Chapter 2: Challenges and Trials: Localization, Currency Crisis, and DENSO Equity Increase, 1980-1999

2. Establishment of DENSO Korea Sales Corporation

(1) South Korean Sales Base with 100% DENSO equity

On November 25, 1997, DENSO (which changed its name from NIPPONDENSO in 1996) established DENSO Korea Sales Corporation in Seoul with a 100% equity stake. The first President & CEO was Mikio Takeshita, who started the business with four employees.

DENSO Korea Sales, as DENSO’s group company in South Korea, was in charge of sales support services that had been consigned to POONGSUNG Precision and started sales to Korean car companies.

On the other hand, when South Korea overcame its currency crisis in the late 1990s to the early 2000, advantageous conditions began in the Korean automotive industry. The Korean automobile products market became a battleground for major overseas enterprises as the Korean automotive industry was on the rise to become the world’s fifth-largest car producer.
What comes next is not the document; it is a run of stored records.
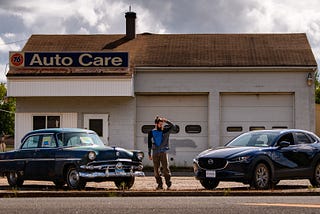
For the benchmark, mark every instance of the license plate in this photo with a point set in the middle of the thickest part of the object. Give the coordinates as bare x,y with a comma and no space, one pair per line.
120,172
210,174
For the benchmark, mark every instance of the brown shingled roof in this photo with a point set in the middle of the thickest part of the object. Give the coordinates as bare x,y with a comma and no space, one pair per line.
188,50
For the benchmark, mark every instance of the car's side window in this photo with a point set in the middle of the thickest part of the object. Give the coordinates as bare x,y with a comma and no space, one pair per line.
287,137
31,142
48,141
301,138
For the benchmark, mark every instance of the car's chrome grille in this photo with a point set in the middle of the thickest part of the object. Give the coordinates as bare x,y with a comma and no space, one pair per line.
212,163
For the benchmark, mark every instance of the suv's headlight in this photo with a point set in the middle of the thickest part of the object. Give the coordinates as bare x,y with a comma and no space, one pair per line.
92,155
240,159
140,155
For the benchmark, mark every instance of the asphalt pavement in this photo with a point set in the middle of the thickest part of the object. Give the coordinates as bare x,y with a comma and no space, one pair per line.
165,205
145,186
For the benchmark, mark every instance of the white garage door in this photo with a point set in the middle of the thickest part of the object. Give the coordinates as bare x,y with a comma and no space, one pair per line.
183,110
245,112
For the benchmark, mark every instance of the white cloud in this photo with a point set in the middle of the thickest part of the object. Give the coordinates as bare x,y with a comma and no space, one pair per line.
3,72
19,18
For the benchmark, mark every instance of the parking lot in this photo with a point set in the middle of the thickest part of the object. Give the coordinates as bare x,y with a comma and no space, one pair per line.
180,183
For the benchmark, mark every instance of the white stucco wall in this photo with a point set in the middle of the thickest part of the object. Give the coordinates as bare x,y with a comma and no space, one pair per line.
120,109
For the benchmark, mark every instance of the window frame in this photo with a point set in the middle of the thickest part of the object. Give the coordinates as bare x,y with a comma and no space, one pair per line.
46,120
193,132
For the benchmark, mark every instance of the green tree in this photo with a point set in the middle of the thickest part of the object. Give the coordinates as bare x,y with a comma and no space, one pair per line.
7,109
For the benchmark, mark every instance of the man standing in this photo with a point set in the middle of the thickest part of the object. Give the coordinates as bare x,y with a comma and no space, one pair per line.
158,142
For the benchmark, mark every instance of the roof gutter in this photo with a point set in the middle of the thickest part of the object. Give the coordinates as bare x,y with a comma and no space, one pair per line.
269,68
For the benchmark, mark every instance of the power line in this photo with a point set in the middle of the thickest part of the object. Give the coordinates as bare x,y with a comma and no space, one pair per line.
7,111
9,43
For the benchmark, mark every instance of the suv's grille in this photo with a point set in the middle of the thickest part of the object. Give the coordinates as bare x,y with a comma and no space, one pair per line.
212,163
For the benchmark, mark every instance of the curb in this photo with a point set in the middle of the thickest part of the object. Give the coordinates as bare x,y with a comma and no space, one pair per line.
41,194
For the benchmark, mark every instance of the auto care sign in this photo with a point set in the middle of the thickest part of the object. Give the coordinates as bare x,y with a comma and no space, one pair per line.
69,59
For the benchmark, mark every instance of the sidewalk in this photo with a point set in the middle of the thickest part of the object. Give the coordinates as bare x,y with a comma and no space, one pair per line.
145,186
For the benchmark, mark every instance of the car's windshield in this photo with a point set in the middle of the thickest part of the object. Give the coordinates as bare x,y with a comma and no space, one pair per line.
255,139
76,139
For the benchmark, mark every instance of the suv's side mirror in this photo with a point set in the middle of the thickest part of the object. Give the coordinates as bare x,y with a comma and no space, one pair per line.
284,144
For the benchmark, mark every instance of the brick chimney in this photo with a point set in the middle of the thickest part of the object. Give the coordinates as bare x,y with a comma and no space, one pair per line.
130,24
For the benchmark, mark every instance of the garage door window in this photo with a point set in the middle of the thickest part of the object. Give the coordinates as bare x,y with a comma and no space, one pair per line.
234,129
145,129
279,127
193,129
43,122
254,128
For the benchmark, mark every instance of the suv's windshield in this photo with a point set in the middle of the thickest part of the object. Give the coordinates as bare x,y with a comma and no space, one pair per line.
76,139
255,139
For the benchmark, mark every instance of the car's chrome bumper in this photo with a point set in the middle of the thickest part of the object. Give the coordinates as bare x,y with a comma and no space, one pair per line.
107,174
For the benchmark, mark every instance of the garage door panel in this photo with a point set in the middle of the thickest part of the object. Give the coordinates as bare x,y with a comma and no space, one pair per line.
257,100
251,110
257,114
182,125
177,101
172,113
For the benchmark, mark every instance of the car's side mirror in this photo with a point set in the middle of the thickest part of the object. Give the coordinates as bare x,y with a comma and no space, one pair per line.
283,144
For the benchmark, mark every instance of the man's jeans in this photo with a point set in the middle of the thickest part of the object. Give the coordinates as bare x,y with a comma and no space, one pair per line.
162,158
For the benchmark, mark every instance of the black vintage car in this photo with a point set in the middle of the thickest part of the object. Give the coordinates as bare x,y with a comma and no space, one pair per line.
72,157
262,159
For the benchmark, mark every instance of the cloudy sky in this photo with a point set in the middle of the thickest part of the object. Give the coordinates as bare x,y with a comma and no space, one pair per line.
20,18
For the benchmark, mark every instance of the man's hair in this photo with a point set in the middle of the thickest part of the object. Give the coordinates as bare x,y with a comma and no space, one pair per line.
157,120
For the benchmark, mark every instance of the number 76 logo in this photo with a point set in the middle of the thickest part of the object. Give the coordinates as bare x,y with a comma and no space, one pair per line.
16,59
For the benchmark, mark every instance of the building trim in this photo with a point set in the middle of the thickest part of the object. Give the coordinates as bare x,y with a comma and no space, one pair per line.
233,69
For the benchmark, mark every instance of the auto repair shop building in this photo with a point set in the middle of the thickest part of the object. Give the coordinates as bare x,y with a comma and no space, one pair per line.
214,86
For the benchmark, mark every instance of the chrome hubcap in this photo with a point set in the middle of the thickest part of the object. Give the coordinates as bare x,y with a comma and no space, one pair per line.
13,176
317,173
73,178
262,177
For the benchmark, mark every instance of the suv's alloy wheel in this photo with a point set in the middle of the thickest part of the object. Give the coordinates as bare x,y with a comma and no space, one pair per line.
261,177
15,179
315,181
124,183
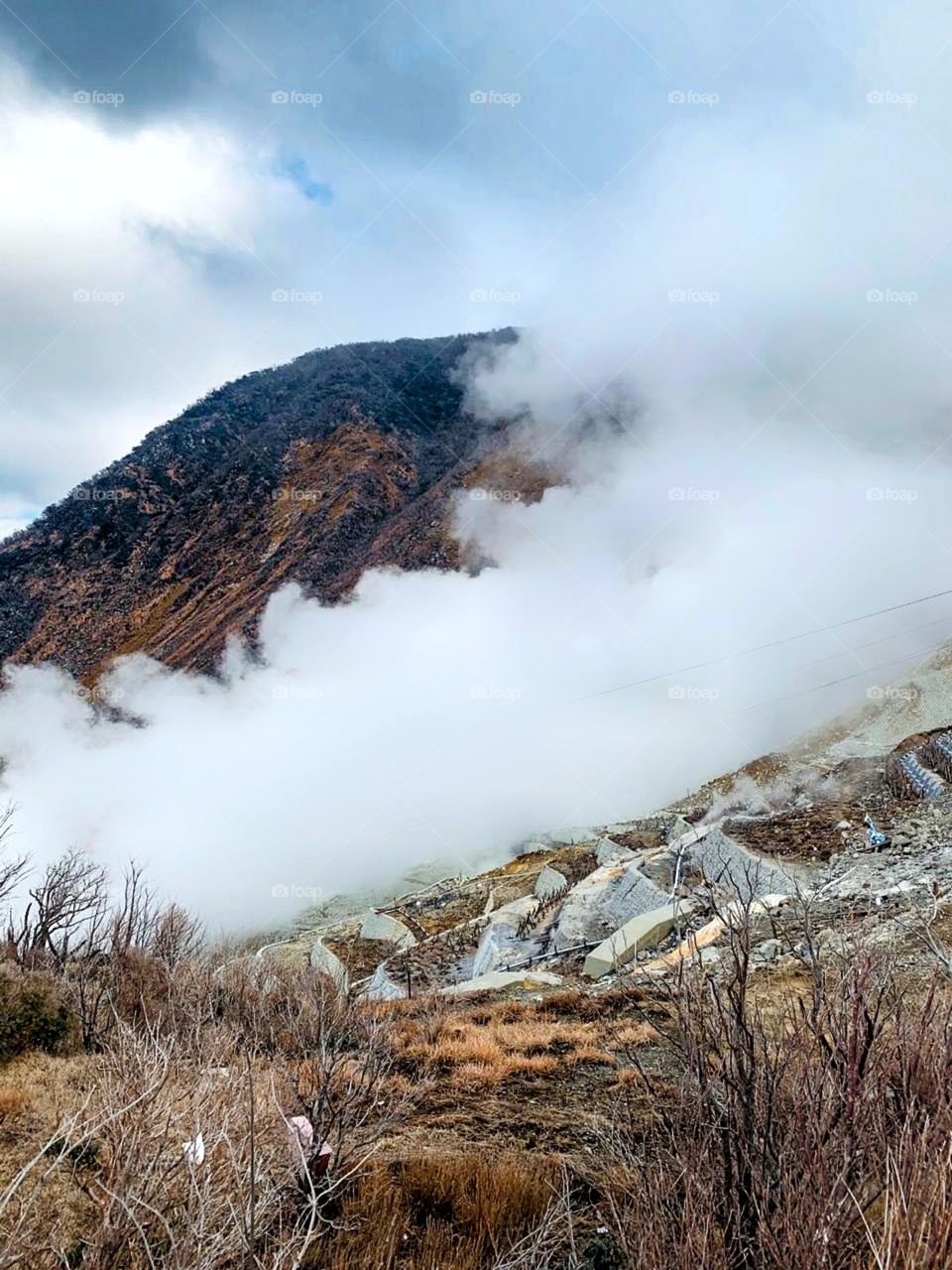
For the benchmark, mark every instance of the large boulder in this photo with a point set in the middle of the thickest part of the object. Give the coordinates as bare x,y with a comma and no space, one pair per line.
729,866
500,944
624,945
571,837
603,902
498,979
382,926
381,987
548,881
611,852
327,962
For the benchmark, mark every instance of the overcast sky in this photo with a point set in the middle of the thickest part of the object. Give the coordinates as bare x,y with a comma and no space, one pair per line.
169,167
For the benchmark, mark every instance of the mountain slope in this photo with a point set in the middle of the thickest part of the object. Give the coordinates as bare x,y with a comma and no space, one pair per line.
343,458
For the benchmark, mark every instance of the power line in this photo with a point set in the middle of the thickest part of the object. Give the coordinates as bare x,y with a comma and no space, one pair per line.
760,648
832,684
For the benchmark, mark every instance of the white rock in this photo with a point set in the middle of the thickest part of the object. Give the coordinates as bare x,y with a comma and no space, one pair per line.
611,852
603,902
571,837
497,979
644,931
326,962
548,881
382,987
382,926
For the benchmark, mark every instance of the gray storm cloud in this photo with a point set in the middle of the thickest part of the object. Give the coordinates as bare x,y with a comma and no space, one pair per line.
743,358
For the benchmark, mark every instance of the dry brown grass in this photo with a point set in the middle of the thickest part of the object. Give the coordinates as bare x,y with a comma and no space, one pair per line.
453,1211
484,1046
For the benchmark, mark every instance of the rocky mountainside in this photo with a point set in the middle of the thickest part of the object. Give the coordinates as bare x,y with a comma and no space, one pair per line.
343,458
865,847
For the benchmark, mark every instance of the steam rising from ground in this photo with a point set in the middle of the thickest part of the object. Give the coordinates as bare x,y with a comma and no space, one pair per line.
754,413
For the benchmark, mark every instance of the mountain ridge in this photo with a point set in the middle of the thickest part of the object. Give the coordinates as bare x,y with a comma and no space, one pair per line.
343,458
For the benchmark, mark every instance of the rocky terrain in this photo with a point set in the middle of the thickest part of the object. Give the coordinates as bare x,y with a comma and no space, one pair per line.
867,841
341,460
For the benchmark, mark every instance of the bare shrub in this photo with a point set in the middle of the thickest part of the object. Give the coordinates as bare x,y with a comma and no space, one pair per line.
801,1124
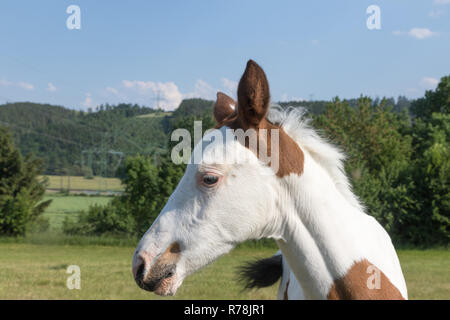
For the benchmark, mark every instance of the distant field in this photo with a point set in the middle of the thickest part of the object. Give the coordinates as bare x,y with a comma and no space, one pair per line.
154,115
63,206
39,272
80,183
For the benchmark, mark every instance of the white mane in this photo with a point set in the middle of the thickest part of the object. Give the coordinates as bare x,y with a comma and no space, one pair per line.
330,157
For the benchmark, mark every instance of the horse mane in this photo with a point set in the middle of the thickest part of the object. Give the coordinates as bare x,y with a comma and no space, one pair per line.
329,157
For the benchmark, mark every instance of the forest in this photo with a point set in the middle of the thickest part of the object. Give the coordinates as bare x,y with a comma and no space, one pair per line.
398,158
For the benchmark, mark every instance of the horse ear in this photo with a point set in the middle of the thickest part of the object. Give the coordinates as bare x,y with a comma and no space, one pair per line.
253,95
224,107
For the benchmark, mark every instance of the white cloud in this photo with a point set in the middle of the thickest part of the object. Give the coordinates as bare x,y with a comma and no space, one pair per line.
436,13
112,90
167,92
51,87
5,83
421,33
286,98
429,82
25,85
440,2
87,101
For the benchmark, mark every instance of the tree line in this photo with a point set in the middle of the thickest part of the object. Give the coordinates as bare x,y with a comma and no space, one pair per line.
398,163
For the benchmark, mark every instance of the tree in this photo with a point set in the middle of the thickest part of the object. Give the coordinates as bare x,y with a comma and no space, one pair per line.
433,101
21,192
378,155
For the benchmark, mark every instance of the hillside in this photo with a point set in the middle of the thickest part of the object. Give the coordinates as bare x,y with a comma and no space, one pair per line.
80,143
96,142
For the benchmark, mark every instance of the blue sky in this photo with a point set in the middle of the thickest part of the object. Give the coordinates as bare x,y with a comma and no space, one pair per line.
129,51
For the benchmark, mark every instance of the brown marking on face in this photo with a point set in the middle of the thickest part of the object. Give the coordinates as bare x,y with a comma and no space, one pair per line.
354,285
252,106
168,259
222,107
285,297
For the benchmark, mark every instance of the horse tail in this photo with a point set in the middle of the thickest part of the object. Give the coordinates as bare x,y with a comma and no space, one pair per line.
261,273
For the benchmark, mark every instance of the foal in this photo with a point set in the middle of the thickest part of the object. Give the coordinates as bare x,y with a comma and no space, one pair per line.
296,193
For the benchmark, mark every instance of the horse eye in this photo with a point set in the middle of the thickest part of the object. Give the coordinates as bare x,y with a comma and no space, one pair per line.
210,180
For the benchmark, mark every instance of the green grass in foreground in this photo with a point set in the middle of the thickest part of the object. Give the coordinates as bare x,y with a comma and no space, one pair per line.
29,271
63,206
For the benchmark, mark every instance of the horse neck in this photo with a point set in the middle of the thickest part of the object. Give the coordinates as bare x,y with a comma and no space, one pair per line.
318,229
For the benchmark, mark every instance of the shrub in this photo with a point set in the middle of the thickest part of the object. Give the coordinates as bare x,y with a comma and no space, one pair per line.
21,192
109,219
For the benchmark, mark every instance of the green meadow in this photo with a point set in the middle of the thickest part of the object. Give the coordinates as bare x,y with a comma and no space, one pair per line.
33,271
35,267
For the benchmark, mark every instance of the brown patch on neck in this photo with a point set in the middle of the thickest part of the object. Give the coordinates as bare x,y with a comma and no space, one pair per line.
355,285
291,157
285,297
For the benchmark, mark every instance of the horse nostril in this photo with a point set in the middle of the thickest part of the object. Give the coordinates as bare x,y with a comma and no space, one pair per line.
169,274
140,273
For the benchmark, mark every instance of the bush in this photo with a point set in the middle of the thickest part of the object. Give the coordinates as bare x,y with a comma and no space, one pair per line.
20,190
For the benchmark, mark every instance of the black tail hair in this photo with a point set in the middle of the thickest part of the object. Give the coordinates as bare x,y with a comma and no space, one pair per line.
261,273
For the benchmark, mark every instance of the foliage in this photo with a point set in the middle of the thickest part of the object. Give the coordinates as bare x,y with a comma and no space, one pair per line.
20,190
378,155
433,101
110,219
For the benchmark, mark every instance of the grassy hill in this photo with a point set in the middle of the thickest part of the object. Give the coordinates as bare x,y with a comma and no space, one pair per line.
91,143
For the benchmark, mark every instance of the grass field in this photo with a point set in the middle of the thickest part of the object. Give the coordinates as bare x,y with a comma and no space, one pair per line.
81,183
63,206
39,272
35,267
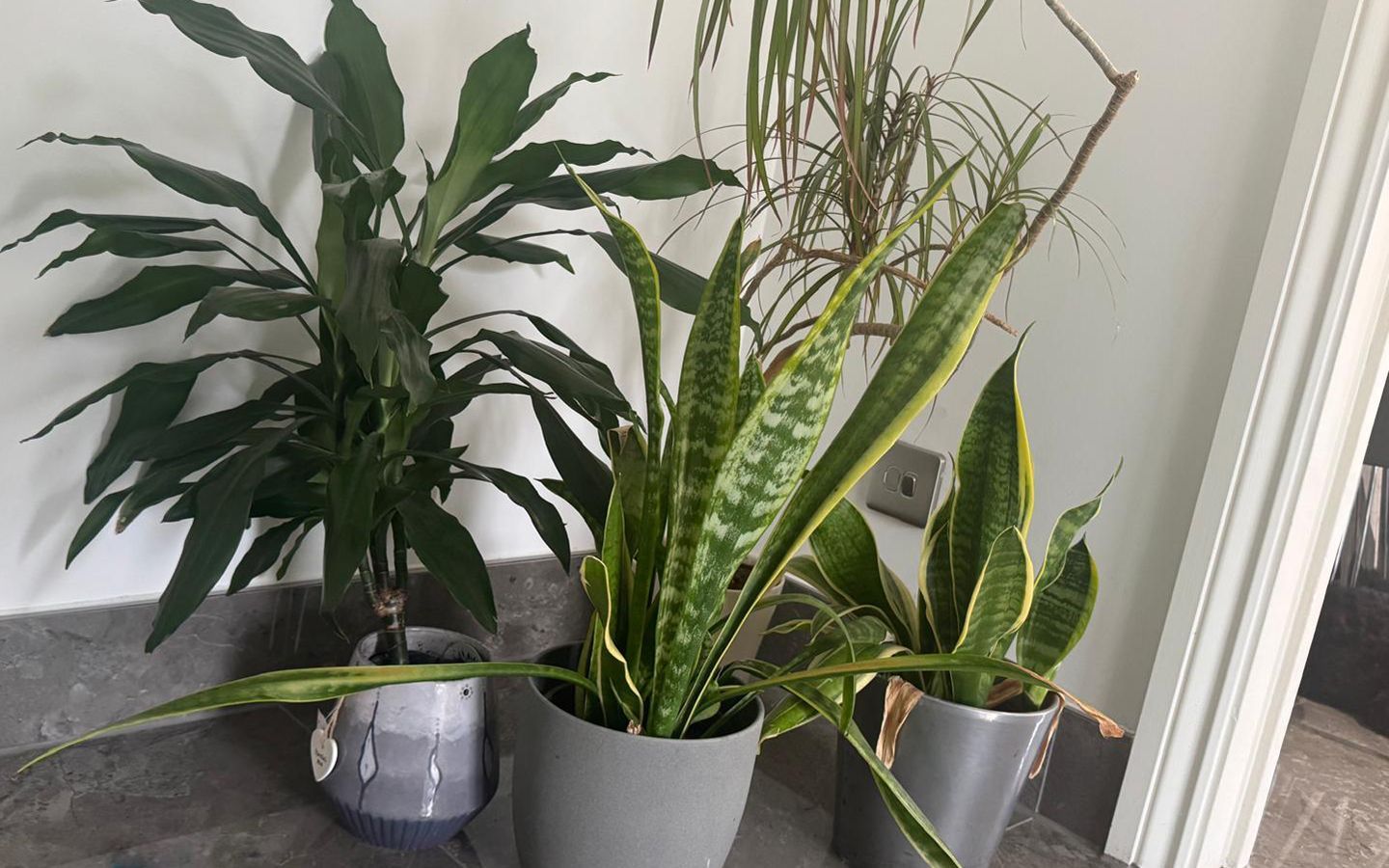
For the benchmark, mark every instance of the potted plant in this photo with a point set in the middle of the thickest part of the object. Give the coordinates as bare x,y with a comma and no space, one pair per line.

Major global giants such as Bosch and Siemens in Germany and Delphi, Visteon, and TRW in the United States scrambled to supply parts to the South Korean automobile products market.

DENSO Korea Sales, while competing fiercely with them, supplied injection systems, pumps, and other parts related to the engines of various automobiles; brake systems such as ABS; windshield wipers; and horns directly imported from Japan through Toyota Tsusho to develop its competitiveness in the Korean market.

The establishment of DENSO Korea Sales thus plays a role as a subsidiary of DENSO and an advance base for global sales and sales activities in South Korea, and it is significant that DENSO Korea improved its position in South Korea through assertive sales activities.